А в последних числах февраля, уже будучи в тамбовской тюрьме, эсерка обращается за особой медицинской помощью. Тюремный врач Финк 28 марта 1906 года, отвечая на вопросы, предложенные ему старшим советником губернского правления Беляевым, признал, что Мария Спиридонова обратилась с жалобой на сыпь, которая появилась у неё на плече. Девушка подозревала заболевание сифилисом. Осмотрев плечо, Франк успокоил Спиридонову: сыпь оказалась простым раздражением кожи. Именно из этого случая репортёр Владимиров сделал заключение, что насилие всё же было совершено. Он также ссылался на беседу с врачом, который якобы рассказал о признании эсерки в том, что Аврамов её изнасиловал. В ответ врач сказал, что жаловаться надо было сразу, а не по истечении времени; теперь ничего доказать невозможно. Прочитав эти строки, Спиридонова назвала Владимирова лжецом.

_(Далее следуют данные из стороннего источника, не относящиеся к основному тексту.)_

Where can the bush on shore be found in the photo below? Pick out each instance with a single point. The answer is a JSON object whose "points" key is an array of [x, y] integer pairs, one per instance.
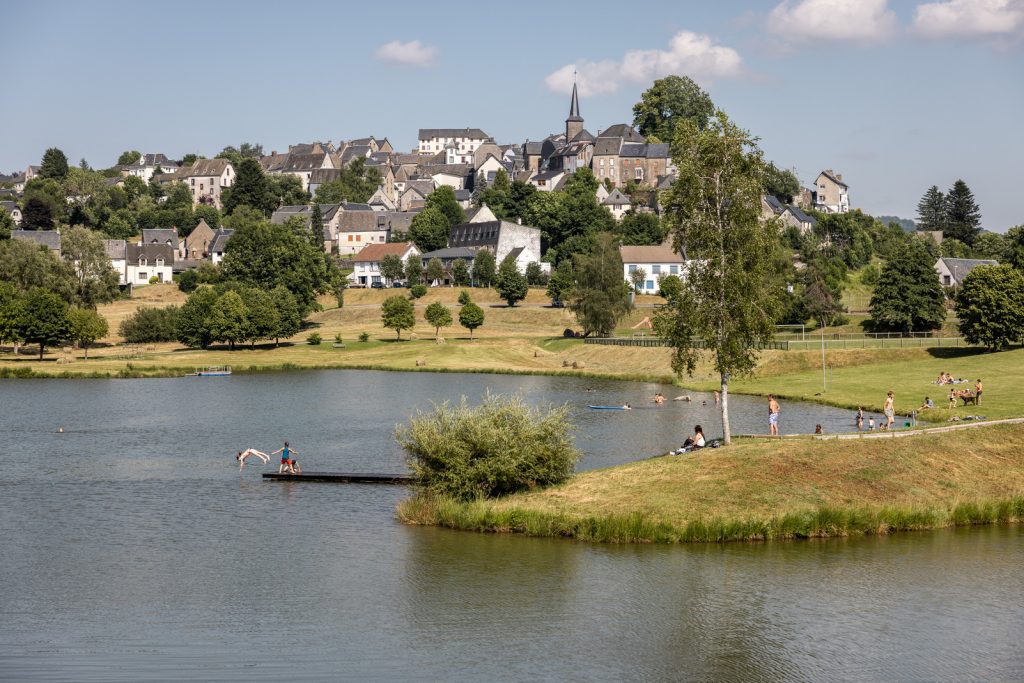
{"points": [[498, 447]]}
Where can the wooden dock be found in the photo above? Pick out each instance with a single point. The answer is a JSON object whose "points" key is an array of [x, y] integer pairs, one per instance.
{"points": [[342, 477]]}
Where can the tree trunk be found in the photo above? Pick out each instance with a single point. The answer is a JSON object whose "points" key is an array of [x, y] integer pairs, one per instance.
{"points": [[726, 429]]}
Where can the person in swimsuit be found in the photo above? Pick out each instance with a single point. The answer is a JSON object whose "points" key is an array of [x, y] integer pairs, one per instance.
{"points": [[248, 453]]}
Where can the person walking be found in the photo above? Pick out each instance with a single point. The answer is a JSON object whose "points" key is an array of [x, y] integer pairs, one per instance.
{"points": [[889, 410], [772, 416]]}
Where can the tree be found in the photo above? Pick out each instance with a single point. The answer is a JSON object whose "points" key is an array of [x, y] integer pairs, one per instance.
{"points": [[414, 269], [600, 297], [438, 315], [95, 281], [932, 210], [460, 272], [193, 324], [128, 158], [392, 268], [990, 306], [637, 278], [443, 200], [37, 214], [54, 165], [250, 188], [86, 327], [471, 316], [908, 296], [42, 318], [963, 214], [511, 284], [397, 313], [429, 229], [731, 296], [670, 101], [484, 267]]}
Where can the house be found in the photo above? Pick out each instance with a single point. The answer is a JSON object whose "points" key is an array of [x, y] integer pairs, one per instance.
{"points": [[142, 262], [367, 264], [49, 239], [654, 261], [502, 239], [951, 271], [830, 194], [206, 178], [617, 203], [12, 211], [220, 239], [148, 165], [117, 251], [466, 140]]}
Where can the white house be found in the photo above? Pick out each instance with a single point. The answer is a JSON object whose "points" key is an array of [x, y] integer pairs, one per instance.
{"points": [[952, 270], [146, 261], [654, 261], [367, 264]]}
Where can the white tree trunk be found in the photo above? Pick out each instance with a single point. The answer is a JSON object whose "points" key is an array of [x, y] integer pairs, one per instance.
{"points": [[726, 429]]}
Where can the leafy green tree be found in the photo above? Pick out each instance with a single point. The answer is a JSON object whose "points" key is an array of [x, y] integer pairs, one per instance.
{"points": [[511, 284], [397, 313], [670, 101], [43, 319], [128, 158], [193, 325], [990, 306], [484, 267], [289, 315], [599, 299], [228, 319], [438, 315], [963, 214], [414, 269], [932, 210], [435, 270], [908, 296], [460, 272], [429, 229], [471, 316], [251, 188], [86, 327], [392, 268], [54, 165], [730, 298], [443, 200]]}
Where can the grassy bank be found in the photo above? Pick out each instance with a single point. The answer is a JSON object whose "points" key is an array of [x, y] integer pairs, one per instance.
{"points": [[760, 491]]}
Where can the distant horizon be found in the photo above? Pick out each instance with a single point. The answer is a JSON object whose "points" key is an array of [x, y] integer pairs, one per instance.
{"points": [[898, 96]]}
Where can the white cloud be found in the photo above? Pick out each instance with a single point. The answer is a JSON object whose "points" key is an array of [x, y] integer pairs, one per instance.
{"points": [[413, 53], [688, 54], [863, 20], [970, 17]]}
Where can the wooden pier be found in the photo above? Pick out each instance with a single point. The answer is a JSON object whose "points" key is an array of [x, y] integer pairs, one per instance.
{"points": [[342, 477]]}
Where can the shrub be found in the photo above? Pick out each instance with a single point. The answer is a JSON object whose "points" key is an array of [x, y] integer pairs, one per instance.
{"points": [[148, 325], [499, 447]]}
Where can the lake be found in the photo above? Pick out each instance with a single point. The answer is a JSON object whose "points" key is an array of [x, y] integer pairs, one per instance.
{"points": [[133, 550]]}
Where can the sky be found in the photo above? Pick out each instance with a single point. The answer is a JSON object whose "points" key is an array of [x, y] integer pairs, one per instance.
{"points": [[897, 95]]}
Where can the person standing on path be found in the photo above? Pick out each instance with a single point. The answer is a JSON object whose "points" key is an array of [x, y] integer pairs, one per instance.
{"points": [[772, 416]]}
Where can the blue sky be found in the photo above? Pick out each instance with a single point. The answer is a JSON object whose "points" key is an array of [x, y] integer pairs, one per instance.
{"points": [[895, 94]]}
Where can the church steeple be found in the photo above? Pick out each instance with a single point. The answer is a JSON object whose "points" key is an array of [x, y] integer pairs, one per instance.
{"points": [[573, 124]]}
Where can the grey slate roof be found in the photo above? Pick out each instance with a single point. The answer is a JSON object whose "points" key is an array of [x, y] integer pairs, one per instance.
{"points": [[50, 239]]}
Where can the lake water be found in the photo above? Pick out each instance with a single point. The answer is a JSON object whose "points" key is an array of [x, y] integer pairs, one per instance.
{"points": [[132, 550]]}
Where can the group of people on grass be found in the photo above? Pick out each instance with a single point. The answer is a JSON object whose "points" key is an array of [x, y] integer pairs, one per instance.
{"points": [[289, 464]]}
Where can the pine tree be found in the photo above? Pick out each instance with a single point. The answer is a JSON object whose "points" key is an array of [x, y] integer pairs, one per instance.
{"points": [[963, 214], [932, 210]]}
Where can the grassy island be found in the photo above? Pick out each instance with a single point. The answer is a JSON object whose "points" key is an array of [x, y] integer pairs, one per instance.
{"points": [[761, 491]]}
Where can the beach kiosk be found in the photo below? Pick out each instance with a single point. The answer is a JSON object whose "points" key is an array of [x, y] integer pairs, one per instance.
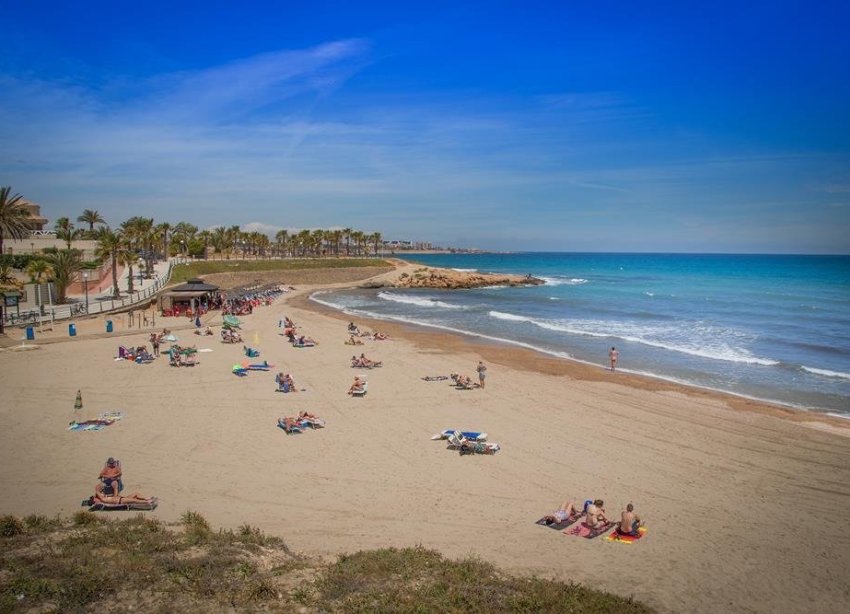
{"points": [[189, 298], [9, 298]]}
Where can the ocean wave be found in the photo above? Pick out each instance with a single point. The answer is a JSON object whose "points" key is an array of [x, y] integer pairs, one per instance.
{"points": [[827, 372], [563, 281], [419, 301], [708, 347]]}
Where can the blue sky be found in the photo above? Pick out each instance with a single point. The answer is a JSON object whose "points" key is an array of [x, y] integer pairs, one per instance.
{"points": [[568, 126]]}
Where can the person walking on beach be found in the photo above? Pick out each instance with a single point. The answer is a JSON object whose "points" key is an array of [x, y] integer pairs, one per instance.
{"points": [[482, 373], [613, 355]]}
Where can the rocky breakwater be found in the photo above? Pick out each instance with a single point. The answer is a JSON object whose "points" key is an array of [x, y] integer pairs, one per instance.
{"points": [[449, 279]]}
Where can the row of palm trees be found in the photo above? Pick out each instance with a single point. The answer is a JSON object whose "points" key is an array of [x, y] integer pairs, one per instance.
{"points": [[140, 238]]}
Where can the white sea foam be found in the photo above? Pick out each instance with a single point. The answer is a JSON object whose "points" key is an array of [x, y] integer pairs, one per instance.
{"points": [[419, 301], [563, 281], [827, 373], [706, 345]]}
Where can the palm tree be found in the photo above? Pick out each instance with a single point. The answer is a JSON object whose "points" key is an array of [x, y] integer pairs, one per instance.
{"points": [[65, 231], [347, 232], [66, 263], [38, 270], [108, 246], [7, 276], [281, 238], [161, 231], [375, 237], [91, 217], [206, 237], [140, 231], [13, 216]]}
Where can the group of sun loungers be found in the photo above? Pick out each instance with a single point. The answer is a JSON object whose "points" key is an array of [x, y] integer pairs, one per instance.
{"points": [[467, 442], [139, 355], [182, 357]]}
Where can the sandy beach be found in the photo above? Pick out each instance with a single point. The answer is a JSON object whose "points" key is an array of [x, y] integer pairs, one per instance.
{"points": [[747, 505]]}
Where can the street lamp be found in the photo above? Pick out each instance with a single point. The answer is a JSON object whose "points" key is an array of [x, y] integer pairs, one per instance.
{"points": [[86, 285]]}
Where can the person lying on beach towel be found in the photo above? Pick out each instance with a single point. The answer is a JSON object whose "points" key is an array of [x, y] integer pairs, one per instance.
{"points": [[358, 387], [566, 514], [463, 382], [285, 383], [101, 497]]}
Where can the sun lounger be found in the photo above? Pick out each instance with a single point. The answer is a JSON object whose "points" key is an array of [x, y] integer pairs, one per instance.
{"points": [[471, 435], [114, 507], [457, 442]]}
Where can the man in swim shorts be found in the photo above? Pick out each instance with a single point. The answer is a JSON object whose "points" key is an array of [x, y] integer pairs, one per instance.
{"points": [[629, 522]]}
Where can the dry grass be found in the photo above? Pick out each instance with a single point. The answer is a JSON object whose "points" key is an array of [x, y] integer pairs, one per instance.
{"points": [[88, 563]]}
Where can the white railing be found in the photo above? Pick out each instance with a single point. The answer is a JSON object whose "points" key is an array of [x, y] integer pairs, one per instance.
{"points": [[99, 305]]}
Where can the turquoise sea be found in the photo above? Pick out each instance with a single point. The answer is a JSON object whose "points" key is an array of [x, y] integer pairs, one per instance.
{"points": [[770, 327]]}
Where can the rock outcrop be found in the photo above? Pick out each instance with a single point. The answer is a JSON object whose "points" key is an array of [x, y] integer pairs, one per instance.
{"points": [[449, 279]]}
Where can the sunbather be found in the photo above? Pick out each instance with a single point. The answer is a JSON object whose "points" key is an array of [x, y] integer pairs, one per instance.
{"points": [[100, 496], [369, 363], [596, 518], [629, 522], [357, 386], [110, 476]]}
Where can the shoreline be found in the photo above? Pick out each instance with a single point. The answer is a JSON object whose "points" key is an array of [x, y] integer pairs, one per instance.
{"points": [[520, 357], [713, 483]]}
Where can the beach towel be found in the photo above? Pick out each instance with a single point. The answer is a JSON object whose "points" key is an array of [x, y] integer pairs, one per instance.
{"points": [[289, 430], [96, 424], [582, 530], [616, 536], [549, 521]]}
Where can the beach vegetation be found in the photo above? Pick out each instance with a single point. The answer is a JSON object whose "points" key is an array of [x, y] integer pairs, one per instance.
{"points": [[184, 272], [65, 264], [88, 562], [14, 216]]}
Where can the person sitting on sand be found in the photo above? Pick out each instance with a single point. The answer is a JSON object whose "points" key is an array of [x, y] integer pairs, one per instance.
{"points": [[357, 386], [110, 476], [629, 522], [596, 518], [369, 363], [289, 424], [305, 415], [568, 511], [100, 496]]}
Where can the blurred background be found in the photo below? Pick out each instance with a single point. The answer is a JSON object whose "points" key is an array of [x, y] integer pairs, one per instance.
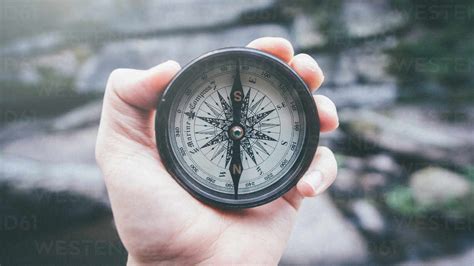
{"points": [[400, 72]]}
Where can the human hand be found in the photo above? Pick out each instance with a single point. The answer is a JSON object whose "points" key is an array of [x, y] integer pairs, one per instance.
{"points": [[157, 220]]}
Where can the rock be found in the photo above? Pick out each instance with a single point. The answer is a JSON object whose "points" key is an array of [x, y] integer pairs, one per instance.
{"points": [[364, 18], [357, 95], [465, 258], [55, 195], [371, 182], [25, 175], [83, 116], [306, 32], [323, 237], [144, 54], [369, 218], [352, 162], [161, 15], [412, 132], [434, 186], [61, 147], [383, 163]]}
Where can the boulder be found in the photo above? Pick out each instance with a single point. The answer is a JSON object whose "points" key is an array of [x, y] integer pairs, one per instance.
{"points": [[434, 186], [365, 18], [413, 132], [306, 32], [144, 54], [322, 236], [383, 163], [358, 95], [368, 216]]}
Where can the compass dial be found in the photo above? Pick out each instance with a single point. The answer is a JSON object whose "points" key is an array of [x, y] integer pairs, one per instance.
{"points": [[237, 128]]}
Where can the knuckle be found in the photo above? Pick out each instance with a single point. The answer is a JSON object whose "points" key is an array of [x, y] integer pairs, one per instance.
{"points": [[115, 75]]}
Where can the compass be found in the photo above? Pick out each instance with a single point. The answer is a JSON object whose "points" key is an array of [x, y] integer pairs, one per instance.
{"points": [[237, 128]]}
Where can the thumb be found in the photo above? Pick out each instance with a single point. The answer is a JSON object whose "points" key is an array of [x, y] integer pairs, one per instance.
{"points": [[129, 105]]}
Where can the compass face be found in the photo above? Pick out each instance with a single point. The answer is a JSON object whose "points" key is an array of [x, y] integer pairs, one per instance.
{"points": [[237, 128]]}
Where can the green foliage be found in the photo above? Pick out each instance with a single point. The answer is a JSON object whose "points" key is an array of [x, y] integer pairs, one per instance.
{"points": [[400, 200], [436, 58]]}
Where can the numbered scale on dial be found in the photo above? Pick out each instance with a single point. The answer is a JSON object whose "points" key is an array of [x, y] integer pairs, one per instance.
{"points": [[237, 128]]}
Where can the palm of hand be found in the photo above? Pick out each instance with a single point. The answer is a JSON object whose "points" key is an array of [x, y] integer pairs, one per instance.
{"points": [[159, 221], [158, 218]]}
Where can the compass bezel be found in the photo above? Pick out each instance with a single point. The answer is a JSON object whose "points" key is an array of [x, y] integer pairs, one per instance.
{"points": [[253, 199]]}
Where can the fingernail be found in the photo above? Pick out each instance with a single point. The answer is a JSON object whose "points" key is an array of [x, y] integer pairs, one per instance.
{"points": [[172, 63], [314, 180], [309, 63]]}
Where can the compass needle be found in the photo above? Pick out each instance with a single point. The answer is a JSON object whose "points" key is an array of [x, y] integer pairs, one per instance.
{"points": [[237, 128]]}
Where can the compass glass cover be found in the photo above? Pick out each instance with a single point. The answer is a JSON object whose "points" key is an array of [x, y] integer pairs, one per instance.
{"points": [[236, 127]]}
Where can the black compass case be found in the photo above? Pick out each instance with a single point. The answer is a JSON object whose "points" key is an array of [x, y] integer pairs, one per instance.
{"points": [[221, 200]]}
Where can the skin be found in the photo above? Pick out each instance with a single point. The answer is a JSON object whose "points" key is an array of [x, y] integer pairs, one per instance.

Между тем публикации в прессе сделали своё дело. У Аврамова и Жданова начались неприятности. Брат Жданова (тоже помощник пристава) заявил, что не желает служить с ним в одном ведомстве. Аврамов, живший на широкую ногу, снимавший номер в гостинице, посещавший театр и рестораны, прекратил появляться на людях и переехал на частную квартиру. Его сослуживцы подали рапорт начальству и просили провести дознание: на самом ли деле Аврамов насиловал арестованную? На суде в защиту Спиридоновой вызвался выступать казачий есаул Филимонов. Он заявил: «Господа судьи! Я так же, как и вы, вырос в военной среде, посвящающей всю свою жизнь военному делу. Мы все воспитаны в сознании необходимости прямо и смело смотреть в глаза смерти, а в случае необходимости причинять её другим. Но я так же, как и вы, твёрдо знаю, что рука честного воина даже в пылу брани, в самом горячем бою не опускается на голову женщины. Мы знаем, что военные люди женщин не убивают».

 

«Белая чайка» и «чёрный ворон»

Путь «эсеровской Богородицы» из пересыльной тюрьмы в Нерчинск можно назвать триумфальным. На остановках поезд окружали толпы рабочих, и Мария выступала перед ними с зажигательными речами — в присутствии охраны! Спиридонова отбывала срок в Акатуйской и Мальцевской тюрьмах Забайкалья. Соратники по партии трижды пытались организовать знаменитой террористке побег, но безуспешно. На свободу Мария Спиридонова вышла после Февральской революции 1917 года согласно амнистии, объявленной Временным правительством и подписанной министром юстиции Александром Керенским. В мае видная эсерка уже выступает на московских митингах, в воинских частях, среди рабочих, призывает к прекращению войны, передаче земли крестьянам, а власти — Советам. Спиридонова сотрудничала с газетой «Земля и воля», была редактором журнала «Наш путь», входила в состав редколлегии газеты «Знамя труда».

Популярность Марии Спиридоновой в первые послереволюционные годы огромна. Джон Рид называл бывшую политкаторжанку «самой популярной и влиятельной женщиной в России». Атташе французской миссии капитан Жак Садуль писал военному министру Франции Альберу Тома о Спиридоновой, что её «революционное прошлое, террористические акты, долгие тюрьмы, чудовищные издевательства жестокой царской полиции обеспечили ей в народе престиж, почти равный тому, каким обладает Ленин».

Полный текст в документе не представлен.